A professional poker player has slammed Westpac as ‘tyrannical’, claiming the bank seized his accounts after he stashed ‘sloppy’ cash following poker wins.
The bank demanded to know where Crispin Rover’s funds came from, which amounted to ‘way, way less’ than $10,000, and refused to unblock his account until he told them.
Mr Rover told Daily Mail Australia he only realized there was a problem when he tried to pay with the card at the hotel he was staying at, but the bank refused it.
When she spoke to an ’embarrassed’ Westpac branch manager, she was told the transaction had been flagged because it was made ‘in a different state to where the account is registered’.
‘They … treated me like a criminal, accessing my account unless I disclosed personal information to them that they were not entitled to. It was a completely illegal standover,’ he said.
Westpac wanted to know the source of Crispin Rover’s deposit, which he did after having a ‘poker session’. Pictured, Mr. Rover in a still from one of his YouTube videos
Although Mr Rover’s deposit was ‘way, way less’ than $10,000 Westpac’s fraud team initially refused to unblock his account until he told them where the cash came from. Later the bank unblocked his account
Mr Rover, who is also an author, refused the bank’s request and took to Twitter on Monday to denounce the ‘sickening and outrageous’ actions of Westpac’s fraud team.
He told the bank where the money came from was ‘none of their business’ even though it was ‘legitimate’.
‘[The fraud team] Refused to name or request in writing, but said the account will not be unblocked until I properly explain these funds,’ he said.
‘To be clear, it was not some huge sum that triggered the money laundering. It was an everyday amount that could affect any normal person.’
The Australian Transaction Reports and Analysis Center (AUSTRAC), a government agency responsible for detecting money laundering, said businesses must report ‘every individual’ cash transaction over $10,000.
Mr Rover claimed his deposit was ‘way, way under’ that threshold.
He described Westpac as a ‘self-appointed jury of ordinary customers guilty until proven innocent.’

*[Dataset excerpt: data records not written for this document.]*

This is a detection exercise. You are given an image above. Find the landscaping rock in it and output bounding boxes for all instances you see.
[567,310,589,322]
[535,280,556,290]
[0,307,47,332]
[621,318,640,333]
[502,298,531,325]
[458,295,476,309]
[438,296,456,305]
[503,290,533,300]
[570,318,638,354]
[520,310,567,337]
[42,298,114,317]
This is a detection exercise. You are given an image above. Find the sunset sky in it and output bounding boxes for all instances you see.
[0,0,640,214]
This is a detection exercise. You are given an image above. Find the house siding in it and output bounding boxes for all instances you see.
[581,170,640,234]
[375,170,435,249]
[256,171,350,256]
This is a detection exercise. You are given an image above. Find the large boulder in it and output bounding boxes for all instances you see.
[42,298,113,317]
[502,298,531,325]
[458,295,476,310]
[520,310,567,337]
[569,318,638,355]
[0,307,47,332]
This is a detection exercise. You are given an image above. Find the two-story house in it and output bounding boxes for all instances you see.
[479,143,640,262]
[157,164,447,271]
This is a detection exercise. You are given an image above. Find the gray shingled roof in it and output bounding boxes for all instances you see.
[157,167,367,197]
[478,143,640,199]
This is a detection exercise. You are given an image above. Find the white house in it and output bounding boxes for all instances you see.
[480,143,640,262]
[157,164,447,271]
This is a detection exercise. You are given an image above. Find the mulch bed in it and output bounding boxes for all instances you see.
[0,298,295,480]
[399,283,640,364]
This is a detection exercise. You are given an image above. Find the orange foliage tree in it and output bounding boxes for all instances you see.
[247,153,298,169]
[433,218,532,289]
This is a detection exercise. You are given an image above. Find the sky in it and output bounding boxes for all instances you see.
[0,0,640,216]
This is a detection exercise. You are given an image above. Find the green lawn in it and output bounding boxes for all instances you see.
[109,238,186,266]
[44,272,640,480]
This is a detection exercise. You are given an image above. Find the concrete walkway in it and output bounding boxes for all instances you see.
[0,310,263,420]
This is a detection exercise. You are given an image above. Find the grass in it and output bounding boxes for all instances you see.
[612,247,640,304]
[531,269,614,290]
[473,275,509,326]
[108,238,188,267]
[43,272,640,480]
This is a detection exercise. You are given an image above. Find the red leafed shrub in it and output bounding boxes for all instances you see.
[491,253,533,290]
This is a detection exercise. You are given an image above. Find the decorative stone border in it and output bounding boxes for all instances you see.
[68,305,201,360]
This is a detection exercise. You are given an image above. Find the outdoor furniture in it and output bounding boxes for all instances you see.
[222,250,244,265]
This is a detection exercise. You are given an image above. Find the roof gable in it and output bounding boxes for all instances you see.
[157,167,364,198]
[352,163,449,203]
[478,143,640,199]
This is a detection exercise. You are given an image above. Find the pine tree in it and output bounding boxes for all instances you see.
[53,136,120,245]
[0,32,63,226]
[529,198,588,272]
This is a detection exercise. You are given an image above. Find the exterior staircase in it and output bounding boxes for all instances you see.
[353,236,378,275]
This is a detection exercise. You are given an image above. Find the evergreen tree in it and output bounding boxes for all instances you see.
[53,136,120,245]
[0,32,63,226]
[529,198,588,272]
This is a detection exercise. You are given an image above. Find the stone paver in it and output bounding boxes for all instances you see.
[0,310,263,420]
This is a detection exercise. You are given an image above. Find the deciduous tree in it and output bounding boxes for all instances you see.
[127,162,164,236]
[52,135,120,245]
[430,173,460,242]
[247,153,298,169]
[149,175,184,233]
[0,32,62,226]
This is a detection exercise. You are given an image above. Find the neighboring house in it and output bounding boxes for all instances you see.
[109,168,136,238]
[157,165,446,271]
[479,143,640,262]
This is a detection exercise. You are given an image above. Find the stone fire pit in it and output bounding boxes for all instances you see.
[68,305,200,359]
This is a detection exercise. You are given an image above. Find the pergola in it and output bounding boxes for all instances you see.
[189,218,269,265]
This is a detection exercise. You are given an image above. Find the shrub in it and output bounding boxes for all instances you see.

Daily Mail Australia makes no suggestion that Mr Rover was involved in any illegal activity.
On Monday night, he predicted that the use of cash would soon be ‘criminalised’.
“First the use of cash was marginalised,” he tweeted. ‘Now being tarnished. Soon it will be criminalized.
‘Eventually, even valuing the concept of personal privacy will be seen as treasonous.’
Several on social media shared similar experiences and speculated that banks were trying to make cash transactions difficult.
‘First they came for the physical branch. But I didn’t speak up because I do most of my banking online,’ wrote one.
‘Then they came to take the cash. But I rarely talk about using cash. Then they came for encryption. But I didn’t speak because I had nothing to hide.
Mr Rover, a professional card player, objected when he deposited poker winnings after Westpac blocked his account.
‘We know how it ends.’
One woman tweeted, ‘Westpac is a bank that won’t let us withdraw (legally earned) funds from crypto exchanges.
‘I tell everyone I know not to bank with them. Sorry they got you too. Abominable.’
An angry woman described the bank’s move as ‘theft’.
‘You should have called the police and reported the theft, because this is what it is,’ he tweeted.
Another claimed he would close his Westpac account if the issue was not resolved.
Daily Mail Australia understands Mr Rover’s account was unblocked on Monday afternoon.
In a statement to Daily Mail Australia, Westpac said it temporarily blocked the accounts in the interest of its customers.
‘Due to the large number of scams and fraud cases, we exercise extra care to ensure the safety and security of customers,’ the statement said.
‘This may include temporarily blocking an account if unusual activity is observed so that relevant checks can be carried out.’
Daily Mail Australia has contacted both the Australian Financial Complaints Authority and the Financial Rights Legal Center for comment.